What the hell is going on, then? If the email originated from PayPal and points to real PayPal links, then what is the scam?

As it turns out, the only thing in the email that's not real is the phone number provided in the customer notes. Whoever did this is counting on confused (and non-technical) users to get frustrated and call the number provided in the email. At that time they'll be ripped off one way or another (credit card details, personal information, login credentials, seed phrase, or whatever else).

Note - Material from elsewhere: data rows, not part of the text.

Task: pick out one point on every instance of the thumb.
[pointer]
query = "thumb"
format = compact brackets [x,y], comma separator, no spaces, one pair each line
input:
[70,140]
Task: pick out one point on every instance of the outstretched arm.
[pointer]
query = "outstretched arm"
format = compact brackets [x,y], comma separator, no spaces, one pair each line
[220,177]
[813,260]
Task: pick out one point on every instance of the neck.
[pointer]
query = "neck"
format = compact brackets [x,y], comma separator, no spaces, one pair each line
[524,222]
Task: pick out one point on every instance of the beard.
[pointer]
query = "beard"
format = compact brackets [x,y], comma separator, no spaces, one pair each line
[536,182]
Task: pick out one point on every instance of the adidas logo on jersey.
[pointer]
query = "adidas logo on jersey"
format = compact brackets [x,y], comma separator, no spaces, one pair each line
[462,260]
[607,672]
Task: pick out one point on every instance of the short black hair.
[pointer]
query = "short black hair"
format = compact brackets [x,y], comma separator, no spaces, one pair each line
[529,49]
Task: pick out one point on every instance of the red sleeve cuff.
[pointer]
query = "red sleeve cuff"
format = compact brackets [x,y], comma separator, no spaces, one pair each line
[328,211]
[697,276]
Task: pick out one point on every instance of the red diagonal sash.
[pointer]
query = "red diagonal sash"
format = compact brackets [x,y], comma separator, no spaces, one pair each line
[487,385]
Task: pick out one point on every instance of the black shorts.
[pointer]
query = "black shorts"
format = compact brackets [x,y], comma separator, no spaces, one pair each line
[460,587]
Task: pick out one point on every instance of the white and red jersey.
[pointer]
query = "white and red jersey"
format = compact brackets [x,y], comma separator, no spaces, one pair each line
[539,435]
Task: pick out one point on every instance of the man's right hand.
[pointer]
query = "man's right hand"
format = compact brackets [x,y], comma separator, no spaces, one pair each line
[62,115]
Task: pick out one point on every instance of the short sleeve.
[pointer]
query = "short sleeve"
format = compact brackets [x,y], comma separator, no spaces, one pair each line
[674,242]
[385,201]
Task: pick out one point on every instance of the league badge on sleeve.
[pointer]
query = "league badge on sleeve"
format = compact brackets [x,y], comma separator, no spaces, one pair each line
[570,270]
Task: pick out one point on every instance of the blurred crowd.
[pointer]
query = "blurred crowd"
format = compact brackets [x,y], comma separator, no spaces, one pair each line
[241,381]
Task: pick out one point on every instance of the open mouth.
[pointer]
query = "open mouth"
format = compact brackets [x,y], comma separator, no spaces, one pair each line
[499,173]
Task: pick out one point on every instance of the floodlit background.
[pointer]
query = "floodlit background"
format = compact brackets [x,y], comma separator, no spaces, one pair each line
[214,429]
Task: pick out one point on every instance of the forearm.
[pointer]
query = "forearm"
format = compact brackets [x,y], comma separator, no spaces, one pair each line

Following up with PayPal support

I called PayPal right away (using their real number, not the one in the email), because this is probably the most sophisticated phishing attempt I've seen. What they explained on the phone is:

  • This is a known issue that is "being investigated"; essentially, their invoice feature is being abused
  • Bad actors are creating PayPal accounts and then sending invoices to other "random" PayPal users
  • If the recipient clicks the "View and Pay Invoice" link, and then authenticates to PayPal, the bogus invoice will appear in their account

Of course, one can dispute a bogus invoice. So I believe the real attack vector here is basic social engineering. Again, the bad actors are counting on less patient, less technical people to panic and call the phone number in the email.

Be cautious out there. Phishing / social engineering just keeps getting more effective.